Quasi-classical limit of BKP hierarchy and W-infinity symmeties

TL;DR

This paper extends the quasi-classical limit analysis from KP and Toda hierarchies to the BKP hierarchy, revealing how W-infinity symmetries contract in this limit.

Contribution

It reformulates key tools for the BKP hierarchy and introduces subalgebras of W-infinity algebras as fundamental symmetry structures.

Findings

Quantum W-infinity algebra appears as symmetry of BKP hierarchy

Symmetries contract from quantum to dispersionless form in the quasi-classical limit

Framework for analyzing quasi-classical limits of integrable hierarchies

Abstract

Previous results on quasi-classical limit of the KP and Toda hierarchies are now extended to the BKP hierarchy.
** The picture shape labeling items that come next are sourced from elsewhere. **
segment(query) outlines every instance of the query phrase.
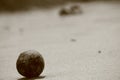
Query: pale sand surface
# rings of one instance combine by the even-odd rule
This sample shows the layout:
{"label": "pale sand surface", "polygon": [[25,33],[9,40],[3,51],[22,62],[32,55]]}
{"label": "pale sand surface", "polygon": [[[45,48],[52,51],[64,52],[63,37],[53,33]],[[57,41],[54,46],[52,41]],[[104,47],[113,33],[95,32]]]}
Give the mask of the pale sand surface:
{"label": "pale sand surface", "polygon": [[120,4],[81,7],[83,14],[67,17],[58,15],[59,7],[1,14],[0,80],[25,80],[16,60],[29,49],[46,62],[45,78],[36,80],[120,80]]}

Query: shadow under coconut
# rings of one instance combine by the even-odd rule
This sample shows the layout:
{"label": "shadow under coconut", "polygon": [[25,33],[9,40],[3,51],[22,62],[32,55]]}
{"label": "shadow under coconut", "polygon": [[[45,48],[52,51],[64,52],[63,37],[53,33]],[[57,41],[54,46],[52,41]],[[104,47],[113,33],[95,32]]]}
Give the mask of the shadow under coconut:
{"label": "shadow under coconut", "polygon": [[43,79],[45,78],[46,76],[39,76],[39,77],[34,77],[34,78],[26,78],[26,77],[23,77],[23,78],[19,78],[17,80],[35,80],[35,79]]}

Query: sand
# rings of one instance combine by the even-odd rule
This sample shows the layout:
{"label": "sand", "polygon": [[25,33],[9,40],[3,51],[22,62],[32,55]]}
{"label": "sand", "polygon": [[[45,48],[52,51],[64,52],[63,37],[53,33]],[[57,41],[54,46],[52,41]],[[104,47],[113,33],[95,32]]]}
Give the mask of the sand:
{"label": "sand", "polygon": [[83,14],[51,10],[0,14],[0,80],[29,80],[16,70],[25,50],[45,59],[37,80],[120,80],[120,4],[81,3]]}

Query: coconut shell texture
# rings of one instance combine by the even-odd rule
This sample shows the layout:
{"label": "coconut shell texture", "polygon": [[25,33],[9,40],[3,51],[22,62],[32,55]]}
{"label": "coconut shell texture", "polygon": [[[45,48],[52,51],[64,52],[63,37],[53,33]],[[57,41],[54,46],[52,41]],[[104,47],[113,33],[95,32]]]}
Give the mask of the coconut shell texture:
{"label": "coconut shell texture", "polygon": [[18,72],[28,78],[38,77],[43,72],[44,66],[42,55],[35,50],[22,52],[16,62]]}

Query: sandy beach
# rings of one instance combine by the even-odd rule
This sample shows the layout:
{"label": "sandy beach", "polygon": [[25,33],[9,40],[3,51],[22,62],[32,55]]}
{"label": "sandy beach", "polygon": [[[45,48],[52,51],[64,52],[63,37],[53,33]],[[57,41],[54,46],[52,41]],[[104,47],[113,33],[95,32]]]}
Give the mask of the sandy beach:
{"label": "sandy beach", "polygon": [[80,3],[83,13],[61,17],[60,7],[0,14],[0,80],[29,80],[16,70],[25,50],[45,59],[30,80],[120,80],[120,3]]}

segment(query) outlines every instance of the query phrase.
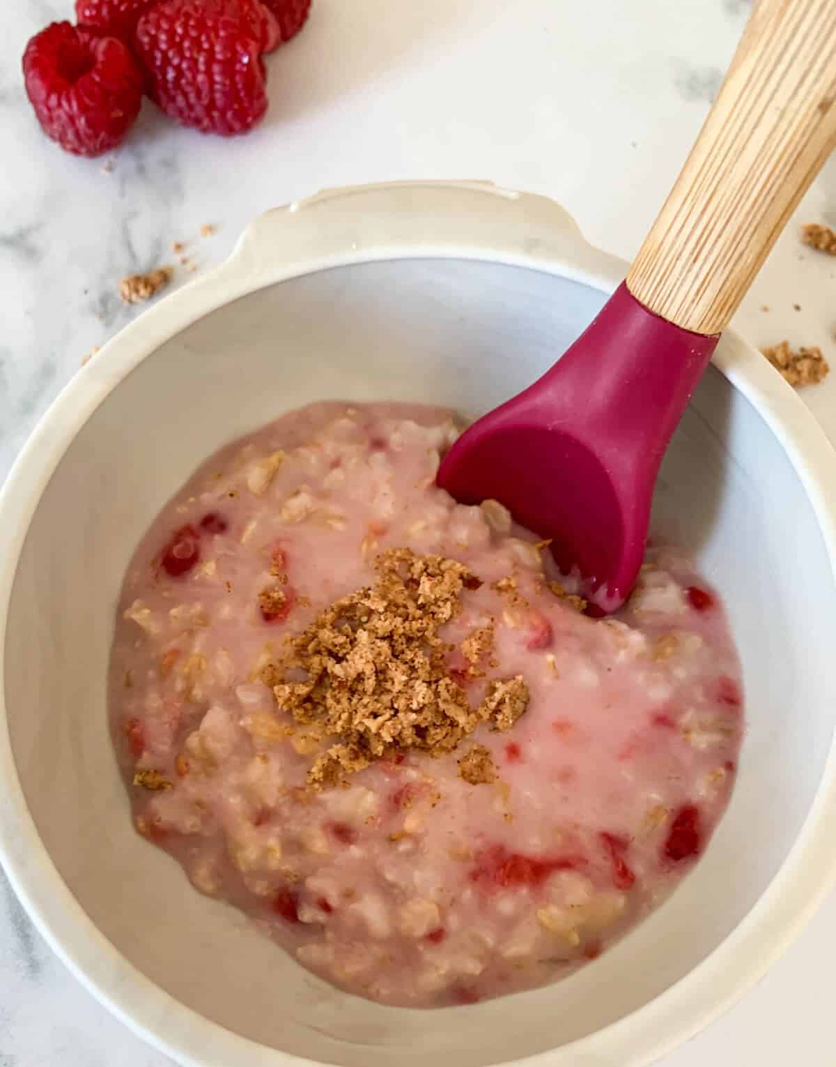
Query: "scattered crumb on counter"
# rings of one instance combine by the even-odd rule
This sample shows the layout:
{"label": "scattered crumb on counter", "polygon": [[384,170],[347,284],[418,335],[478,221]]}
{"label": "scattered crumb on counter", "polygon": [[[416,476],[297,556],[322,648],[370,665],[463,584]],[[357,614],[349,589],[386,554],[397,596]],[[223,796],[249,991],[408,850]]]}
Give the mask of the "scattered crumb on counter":
{"label": "scattered crumb on counter", "polygon": [[128,274],[119,282],[119,297],[125,304],[150,300],[164,289],[174,275],[173,267],[158,267],[147,274]]}
{"label": "scattered crumb on counter", "polygon": [[830,373],[820,348],[800,348],[793,352],[789,341],[783,340],[760,351],[790,385],[815,385]]}
{"label": "scattered crumb on counter", "polygon": [[836,256],[836,233],[830,226],[820,226],[817,222],[808,222],[801,230],[801,240],[811,249]]}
Basic tools such as the Lax representation, the Baker-Akhiezer function and the tau function are reformulated so as to fit into the analysis of quasi-classical limit. Two subalgebras $\WB_{1+\infty}$ and $\wB_{1+\infty}$ of the W-infinity algebras $W_{1+\infty}$ and $w_{1+\infty}$ are introduced as fundamental Lie algebras of the BKP hierarchy and its quasi-classical limit, the dispersionless BKP hierarchy. The quantum W-infinity algebra $\WB_{1+\infty}$ emerges in symmetries of the BKP hierarchy. In quasi-classical limit, these $\WB_{1+\infty}$ symmetries are shown to be contracted into $\wB_{1+\infty}$ symmetries of the dispersionless BKP hierarchy.